Who doesn’t wonder what the purpose of life is? Who doesn’t think of death without trepidation?

These are the issues that emerge from Calvin White’s latest book, Letters From the Land of Fear, (Guernica Editions, Toronto).

For 11 months, White worked as a mental health specialist with Doctors Without Borders in Central Asia. During that time he worked every day to keep death at bay from the 400 patients that the international humanitarian aid organization was serving.

That area of the planet, little known to most of us, is the region of the ancient Silk Road which connected Europe to the Far East. Today it’s the region hardest hit by the environmental disaster of the Aral Sea.

Formerly a part of the Soviet Union, the Aral Sea was once the fourth largest body of inland water on the planet. The decision of Soviet authorities to siphon off water from its two feeder rivers for cotton production has resulted in a sea now only 70% of its former size. That has created uncontrollable health issues from the toxic winds that carry their poisons from the exposed sea bed. Multi-drug resistant tuberculosis is epidemic in the Uzbekistan area that White was sent to.

His job was to counsel patients and to train local counselors to help patients cope with their affliction. During the period White was there, an eruption of communal violence in the east of the region also threw him into trauma and post traumatic stress counseling in refugee camps. These compelling adventures are brought to life in Letters From the Land of Fear in such a way as to emotionally connect the struggle and beauty of human beings from a far off place to ordinary Canadians and their own challenges.

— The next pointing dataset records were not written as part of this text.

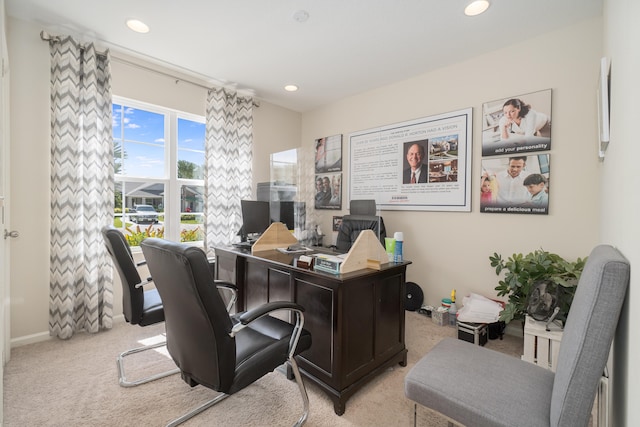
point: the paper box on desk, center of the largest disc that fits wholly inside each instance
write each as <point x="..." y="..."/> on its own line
<point x="440" y="316"/>
<point x="475" y="333"/>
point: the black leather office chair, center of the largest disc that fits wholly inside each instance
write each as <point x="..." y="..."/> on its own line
<point x="211" y="348"/>
<point x="362" y="217"/>
<point x="140" y="307"/>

The Okanagan Regional Library in Kelowna is sponsoring the author for a special evening presentation on Monday, Oct. 5 at 7 p.m.  There is no charge.

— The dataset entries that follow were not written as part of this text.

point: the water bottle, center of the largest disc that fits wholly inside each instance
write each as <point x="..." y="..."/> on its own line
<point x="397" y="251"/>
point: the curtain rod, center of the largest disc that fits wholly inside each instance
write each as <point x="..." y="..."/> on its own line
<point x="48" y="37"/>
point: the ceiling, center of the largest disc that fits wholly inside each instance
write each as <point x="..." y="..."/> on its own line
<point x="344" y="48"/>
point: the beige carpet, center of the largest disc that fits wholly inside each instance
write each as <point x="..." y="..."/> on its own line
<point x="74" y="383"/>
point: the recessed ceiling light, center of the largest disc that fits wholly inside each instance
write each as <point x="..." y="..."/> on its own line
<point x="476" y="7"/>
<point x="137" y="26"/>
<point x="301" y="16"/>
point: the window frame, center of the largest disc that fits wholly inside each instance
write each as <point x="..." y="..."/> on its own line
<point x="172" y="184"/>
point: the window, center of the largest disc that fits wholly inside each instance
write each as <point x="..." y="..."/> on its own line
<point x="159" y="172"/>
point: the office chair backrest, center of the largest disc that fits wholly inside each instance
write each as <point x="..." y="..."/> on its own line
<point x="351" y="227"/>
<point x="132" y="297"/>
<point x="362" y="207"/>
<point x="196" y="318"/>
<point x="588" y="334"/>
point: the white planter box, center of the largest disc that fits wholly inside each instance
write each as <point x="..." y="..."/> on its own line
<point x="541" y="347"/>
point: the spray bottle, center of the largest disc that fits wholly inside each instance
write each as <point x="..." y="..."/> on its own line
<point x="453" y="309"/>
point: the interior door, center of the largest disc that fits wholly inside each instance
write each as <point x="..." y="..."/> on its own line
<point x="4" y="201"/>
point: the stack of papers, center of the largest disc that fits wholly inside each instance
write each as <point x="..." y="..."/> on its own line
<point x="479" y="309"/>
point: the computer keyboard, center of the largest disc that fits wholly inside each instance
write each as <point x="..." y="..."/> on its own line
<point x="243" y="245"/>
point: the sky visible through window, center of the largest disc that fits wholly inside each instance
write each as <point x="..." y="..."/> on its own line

White will show slides and integrate his experience in Central Asia with the derivative themes of how to live more intimately, how to healthily live with suffering, and how to heal from personal traumatic experiences of the past. The presentation will be thought provoking and emotionally charged.

Calvin White is also the author of two books of poetry, the latest out this year from Now Or Never Press in Vancouver, as well as the non-fiction book, The Secret Life of Teenagers, which came out in 2013.

He has written more than 85 essays and articles in all of Canada’s major newspapers, the most recent being an article on B.C.’s new personalized education initiative in the Vancouver Sun.